I literally wrote the book on apocalypses. I never thought it would pan out like this

What happened to the bunkers, and the descent into cannibalism? For the luckier among us, Covid has marked a half-assed end of the world

If you wanted to know about the end of the world, you would think I’d be the guy to talk to. I wrote a whole book on the topic, after all: a book about the anxiety of apocalypse, and the various ways people imagine and prepare for it. I spent the better part of three years thinking, and writing, about all of this: about billionaire bunkers in New Zealand, apocalyptic survival communities in the American midwest, doomsday preppers and their violent fantasies of civilisational collapse. For three years, all I did, all day, was think about the end of the world.

The book was, in the end, a series of essayistic attempts to grapple with my own inchoate anxieties about the future, through encounters with external manifestations of those anxieties.

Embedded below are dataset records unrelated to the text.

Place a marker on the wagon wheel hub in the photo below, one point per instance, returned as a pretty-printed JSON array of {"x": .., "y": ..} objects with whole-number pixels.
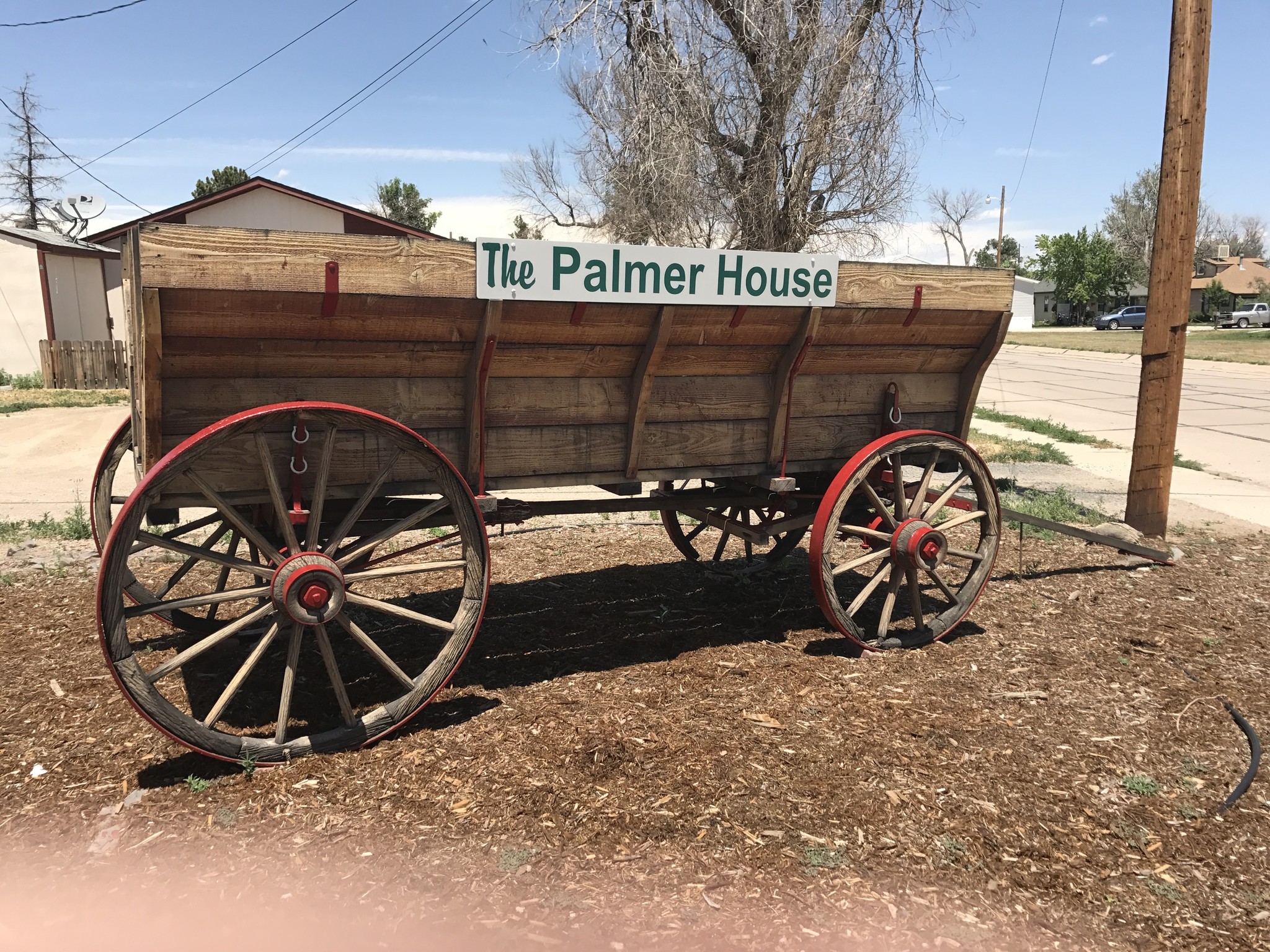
[
  {"x": 309, "y": 587},
  {"x": 918, "y": 545}
]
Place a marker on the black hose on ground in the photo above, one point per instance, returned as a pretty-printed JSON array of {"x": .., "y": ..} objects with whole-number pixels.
[{"x": 1254, "y": 749}]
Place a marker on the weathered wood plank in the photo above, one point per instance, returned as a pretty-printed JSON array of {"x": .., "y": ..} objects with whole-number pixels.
[
  {"x": 247, "y": 259},
  {"x": 479, "y": 361},
  {"x": 874, "y": 284},
  {"x": 972, "y": 375},
  {"x": 779, "y": 402},
  {"x": 642, "y": 385},
  {"x": 151, "y": 348}
]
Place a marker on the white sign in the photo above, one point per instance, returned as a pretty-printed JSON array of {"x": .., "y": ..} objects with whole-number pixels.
[{"x": 569, "y": 271}]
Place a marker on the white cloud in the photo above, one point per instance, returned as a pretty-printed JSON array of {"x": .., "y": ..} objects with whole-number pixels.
[
  {"x": 1015, "y": 152},
  {"x": 425, "y": 155}
]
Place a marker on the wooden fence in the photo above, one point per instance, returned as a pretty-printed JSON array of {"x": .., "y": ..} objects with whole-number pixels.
[{"x": 84, "y": 364}]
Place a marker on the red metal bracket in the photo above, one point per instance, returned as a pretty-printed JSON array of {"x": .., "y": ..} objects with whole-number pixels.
[
  {"x": 917, "y": 305},
  {"x": 332, "y": 298},
  {"x": 789, "y": 402},
  {"x": 482, "y": 379}
]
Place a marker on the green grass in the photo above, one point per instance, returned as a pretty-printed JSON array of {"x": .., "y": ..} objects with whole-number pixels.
[
  {"x": 1002, "y": 450},
  {"x": 16, "y": 400},
  {"x": 1059, "y": 506},
  {"x": 1186, "y": 464},
  {"x": 73, "y": 527},
  {"x": 1046, "y": 428},
  {"x": 1226, "y": 346}
]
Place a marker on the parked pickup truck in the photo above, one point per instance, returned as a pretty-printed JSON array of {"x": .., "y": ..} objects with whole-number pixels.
[{"x": 1245, "y": 315}]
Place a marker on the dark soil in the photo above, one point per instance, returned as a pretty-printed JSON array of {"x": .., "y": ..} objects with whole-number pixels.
[{"x": 641, "y": 754}]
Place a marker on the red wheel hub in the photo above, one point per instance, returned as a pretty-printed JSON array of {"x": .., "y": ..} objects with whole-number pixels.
[{"x": 309, "y": 587}]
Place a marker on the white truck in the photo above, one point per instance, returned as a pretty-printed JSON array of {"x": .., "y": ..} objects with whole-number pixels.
[{"x": 1248, "y": 314}]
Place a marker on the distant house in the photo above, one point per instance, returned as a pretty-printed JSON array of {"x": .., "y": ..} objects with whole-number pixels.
[
  {"x": 1238, "y": 276},
  {"x": 1048, "y": 307},
  {"x": 51, "y": 288},
  {"x": 257, "y": 203}
]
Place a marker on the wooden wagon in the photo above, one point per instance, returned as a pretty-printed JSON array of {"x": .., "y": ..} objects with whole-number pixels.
[{"x": 326, "y": 426}]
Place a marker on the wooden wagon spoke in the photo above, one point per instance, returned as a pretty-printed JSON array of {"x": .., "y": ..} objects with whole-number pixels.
[
  {"x": 210, "y": 643},
  {"x": 861, "y": 560},
  {"x": 398, "y": 611},
  {"x": 864, "y": 531},
  {"x": 280, "y": 506},
  {"x": 223, "y": 579},
  {"x": 319, "y": 500},
  {"x": 888, "y": 606},
  {"x": 379, "y": 654},
  {"x": 881, "y": 576},
  {"x": 897, "y": 474},
  {"x": 183, "y": 569},
  {"x": 241, "y": 676},
  {"x": 915, "y": 597},
  {"x": 389, "y": 571},
  {"x": 235, "y": 517},
  {"x": 210, "y": 555},
  {"x": 213, "y": 598},
  {"x": 288, "y": 683},
  {"x": 368, "y": 542},
  {"x": 945, "y": 495},
  {"x": 948, "y": 593},
  {"x": 337, "y": 683},
  {"x": 876, "y": 500},
  {"x": 959, "y": 519}
]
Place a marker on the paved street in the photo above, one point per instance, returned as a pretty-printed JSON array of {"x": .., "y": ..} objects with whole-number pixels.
[{"x": 1225, "y": 420}]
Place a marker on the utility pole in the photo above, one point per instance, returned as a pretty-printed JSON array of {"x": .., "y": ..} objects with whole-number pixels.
[
  {"x": 1001, "y": 224},
  {"x": 1163, "y": 339}
]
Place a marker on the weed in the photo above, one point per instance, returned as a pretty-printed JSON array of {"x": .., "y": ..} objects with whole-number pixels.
[
  {"x": 1165, "y": 890},
  {"x": 1141, "y": 783},
  {"x": 822, "y": 858},
  {"x": 515, "y": 857},
  {"x": 1046, "y": 428},
  {"x": 1002, "y": 450}
]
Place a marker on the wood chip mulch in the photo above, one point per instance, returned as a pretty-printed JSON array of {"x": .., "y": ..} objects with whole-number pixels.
[{"x": 638, "y": 754}]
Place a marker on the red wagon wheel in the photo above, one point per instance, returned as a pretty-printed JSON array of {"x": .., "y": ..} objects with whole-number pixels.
[
  {"x": 724, "y": 537},
  {"x": 327, "y": 632},
  {"x": 893, "y": 568}
]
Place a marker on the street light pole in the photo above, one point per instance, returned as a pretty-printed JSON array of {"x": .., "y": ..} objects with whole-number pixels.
[{"x": 1163, "y": 338}]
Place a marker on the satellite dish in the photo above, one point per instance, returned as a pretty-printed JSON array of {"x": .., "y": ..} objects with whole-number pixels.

The apocalypse was, among other things, a means of tying together, and theorising, those anxieties – a literary device, in other words, that reflected the ways in which the idea of the end of the world gives vivid focus to the vague and multifarious anxieties of a wider culture. These anxieties of mine, which were the impetus (and in some ways the true subject) of the book, had mostly to do with climate change, and with the problem of living and raising children against the backdrop of a dark and unknowable future. I wanted to arrive at some form of hope for that future, and a means of understanding the apocalyptic impulses of the present.